Closed Richar-Du closed 8 months ago
Sorry for the misunderstanding, the answer is treated as correct only if both questions in the pair are answered correctly. In that case, the accuracy is 22.67, which is clear to the result in Table 3.
Hi @Richar-Du , can you share the code you run? I somehow get very weired response from LLaVa 1.5, but I didn't know which part I got wrong. I used the exact code provided but it repeated itself instead of answering.
@minhlong94 I modified https://github.com/tsb0601/MMVP/blob/763500597e65c3446f09047837ceda76f4e264bf/LLaVA/llava/model/language_model/llava_llama.py#L76, to input_ids, attention_mask, past_key_values, inputs_embeds, labels = self.prepare_inputs_labels_for_multimodal(input_ids, attention_mask, past_key_values, labels, images)

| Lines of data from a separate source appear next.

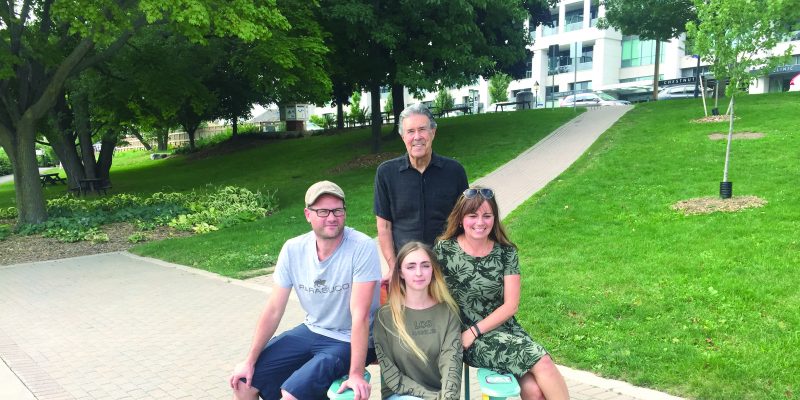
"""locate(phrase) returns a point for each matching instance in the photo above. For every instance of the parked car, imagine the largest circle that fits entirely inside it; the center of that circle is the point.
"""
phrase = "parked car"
(680, 92)
(592, 99)
(794, 84)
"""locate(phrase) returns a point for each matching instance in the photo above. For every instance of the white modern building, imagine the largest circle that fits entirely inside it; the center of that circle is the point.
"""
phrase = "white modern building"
(574, 55)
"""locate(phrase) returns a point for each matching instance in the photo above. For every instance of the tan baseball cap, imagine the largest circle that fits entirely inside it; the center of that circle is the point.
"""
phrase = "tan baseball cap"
(320, 188)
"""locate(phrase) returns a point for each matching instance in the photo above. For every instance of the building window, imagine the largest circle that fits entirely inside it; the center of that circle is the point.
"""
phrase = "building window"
(573, 20)
(585, 85)
(551, 30)
(690, 72)
(637, 52)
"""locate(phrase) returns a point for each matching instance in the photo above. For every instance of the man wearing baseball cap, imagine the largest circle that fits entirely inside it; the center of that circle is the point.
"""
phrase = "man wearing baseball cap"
(335, 272)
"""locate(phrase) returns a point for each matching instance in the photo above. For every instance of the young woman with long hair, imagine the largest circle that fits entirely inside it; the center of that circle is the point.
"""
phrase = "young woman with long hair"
(481, 267)
(418, 332)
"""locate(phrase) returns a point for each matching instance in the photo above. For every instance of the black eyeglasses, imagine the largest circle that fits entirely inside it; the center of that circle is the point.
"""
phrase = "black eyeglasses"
(486, 193)
(324, 212)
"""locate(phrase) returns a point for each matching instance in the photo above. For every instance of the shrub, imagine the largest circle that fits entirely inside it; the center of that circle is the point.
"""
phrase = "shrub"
(73, 219)
(138, 237)
(8, 213)
(227, 206)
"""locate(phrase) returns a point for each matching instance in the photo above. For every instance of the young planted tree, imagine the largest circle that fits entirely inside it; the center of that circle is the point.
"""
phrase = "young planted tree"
(658, 20)
(737, 38)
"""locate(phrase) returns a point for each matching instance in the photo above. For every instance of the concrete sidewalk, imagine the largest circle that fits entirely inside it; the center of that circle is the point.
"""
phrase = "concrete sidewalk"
(119, 326)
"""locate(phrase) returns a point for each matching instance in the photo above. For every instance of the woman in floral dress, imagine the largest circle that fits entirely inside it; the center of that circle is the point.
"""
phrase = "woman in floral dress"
(481, 268)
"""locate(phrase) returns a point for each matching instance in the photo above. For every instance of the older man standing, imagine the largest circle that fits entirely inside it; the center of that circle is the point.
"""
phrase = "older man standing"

and the results seemed reasonable. However, I also found that LLava tends to generate longer sentences, which is different from MMVP-MOF. After I add cur_prompt = cur_prompt.replace("(a)", "\n(a)").replace("(b)", "\n(b)")
after https://github.com/tsb0601/MMVP/blob/763500597e65c3446f09047837ceda76f4e264bf/scripts/evaluate_mllm.py#L59, following @Richar-Du,the model's response has indeed become shorter.
Does this imply that the training data or settings of MoF are different from those of LLava? @tsb0601
I evaluated LLaVA-1.5-7b on the MMVP dataset and found that its accuracy is 60.0%, which is significantly higher than the 24.7% reported in Table 3. Upon comparing the evaluation code, I discovered that the prompt used in https://github.com/tsb0601/MMVP/blob/763500597e65c3446f09047837ceda76f4e264bf/scripts/evaluate_mllm.py#L59 differs from the one used by LLaVA-1.5, which is: '{question}\nA. {}\nB. {}\nAnswer with the option's letter from the given choices directly.' Given the first prompt, the model generates a long sentence as the answer, whereas with the second prompt, the model provides the option directly. This difference in prompts leads to the large discrepancy in accuracy. Anyway, the question is a binary choice, where a random guess would result in 50% accuracy; therefore, an accuracy of 60% also implies a significant problem with MLLMs :)